2,67,803 people out of 3 lakh illegal Bangladeshis have been legalised
The Malaysian government has given another chance till January 21, 2014 to some 30,000 illegal Bangladeshi workers, who had failed to get their status legalised in that country under the amnesty programme announced in 2011, for legalisation under three categories.
Expatriates’ welfare and overseas employment minister Engineer Khandker Mosharraf Hossain disclosed this to reporters at a press conference at the Probashi Kalyan Bhaban on Thursday.
“The first category comprises illegal workers who were approved under the package of the Foreign Workers Legalization — Programme 6P in 2011. They have paid the levy, but their applications are not being processed under the temporary working visit pass. The second category comprises workers who were approved under the package but did not pay the levy. The third category comprises the workers who are registered, but have not come under the process of legalisation,” Mosharraf Hossain said.
The minister further said, “Under the package, the Bangladeshi workers who were deceived by different agents, brokers or their owners, and who reported to the Malaysian police between September 1, 2011 and September 10, 2013, will get the opportunity to legalise their visa status.”
“The illegal workers will either have to go to their present employers or the Malaysian home ministry’s ‘one stop service centre’, which is supervised by the Bangladesh High Commission, for the process,” he explained.
“There is no need to use any agent or third party in this legalisation process. The workers will have to submit their registration or fingerprint (PATI) receipts, original passports and police reports at the Bangladesh High Commission in Kuala Lumpur,” the minister also said.
The minister further said the workers who have lost their passports would be able to collect them from the
Bangladesh High Commission in Malaysia.

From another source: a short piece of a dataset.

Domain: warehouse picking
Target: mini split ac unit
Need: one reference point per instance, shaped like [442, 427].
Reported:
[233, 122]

The minister, however, warned the workers not to seek help from any other agents or middlemen in this connection.
He further pointed out that a total of 2,67,803 people, out of approximately three lakh illegal Bangladeshis, have been legalised under the amnesty programme.

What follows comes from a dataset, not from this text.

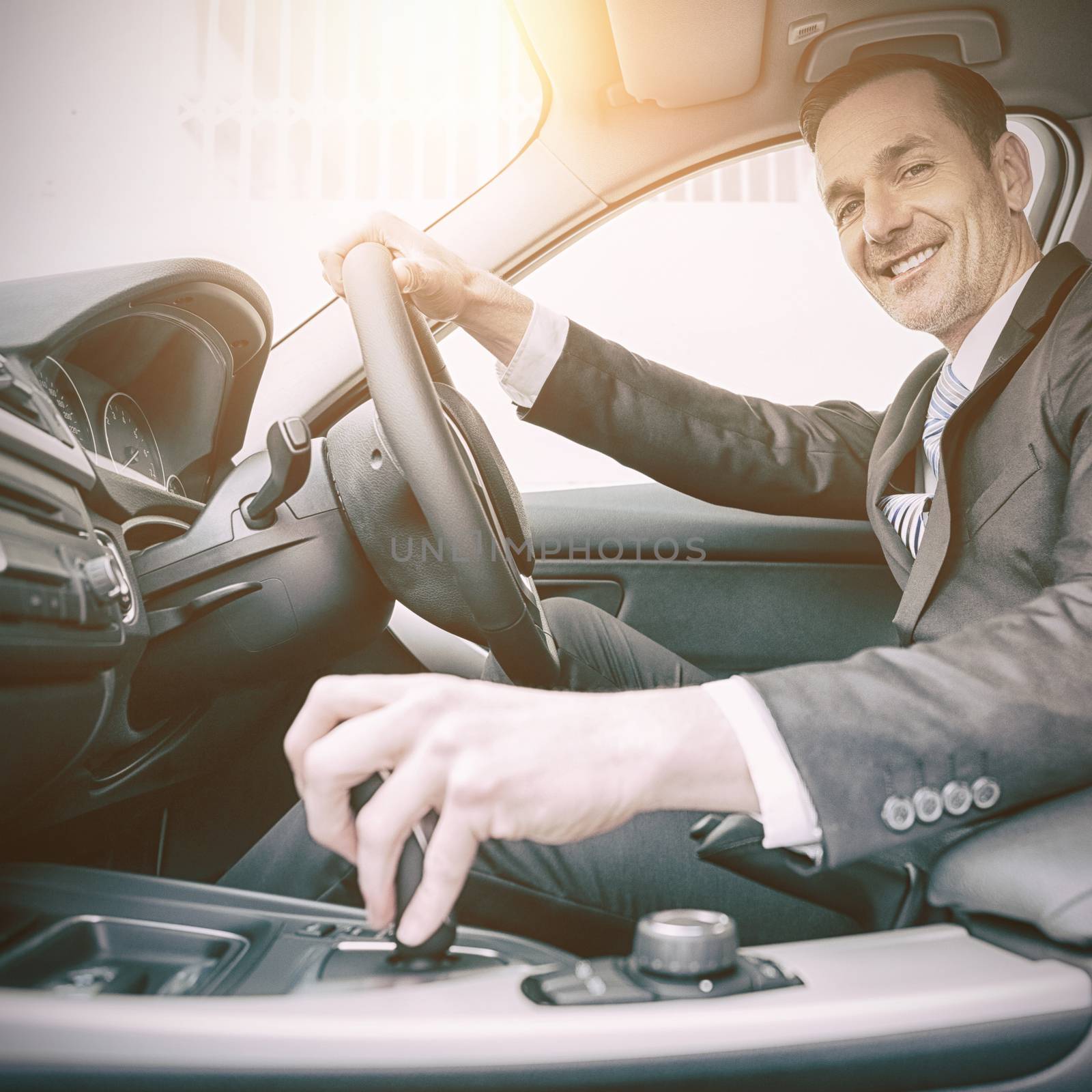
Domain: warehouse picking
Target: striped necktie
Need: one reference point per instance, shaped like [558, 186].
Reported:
[909, 513]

Replying to a query on bringing back some 450 Bangladeshi nationals involved in criminal offences both in Saudi Arabia and Malaysia, he said, “We have talked to the governments of Saudi Arabia and Malaysia to send them back. It is a legal process and very much complicated. But both governments have been cordial in this regard and we are working on it.”

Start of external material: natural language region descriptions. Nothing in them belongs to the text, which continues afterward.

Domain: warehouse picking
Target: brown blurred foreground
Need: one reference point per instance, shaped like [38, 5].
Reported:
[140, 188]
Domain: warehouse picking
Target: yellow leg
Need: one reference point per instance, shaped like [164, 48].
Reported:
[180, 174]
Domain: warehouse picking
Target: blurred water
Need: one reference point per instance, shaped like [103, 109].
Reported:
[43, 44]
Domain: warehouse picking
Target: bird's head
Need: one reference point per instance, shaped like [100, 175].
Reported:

About the security hazards faced by Bangladesh workers in Libya and Iraq, he said, “It is true that there are security hazards for Bangladeshi workers there. But we are working cautiously in this regard.
We could close the market, but the Bangladeshi workers are in very high demand there. If we close the market totally, we may lose a prospective market there in future.”
About the newly passed Overseas Employment and Migrant Workers Bill, 2013, he said, “It’s an impartial law, appropriate for our times and acceptable to all. The law will allow the workers to file cases directly against the recruiting agencies involved in fraud and other irregularities.”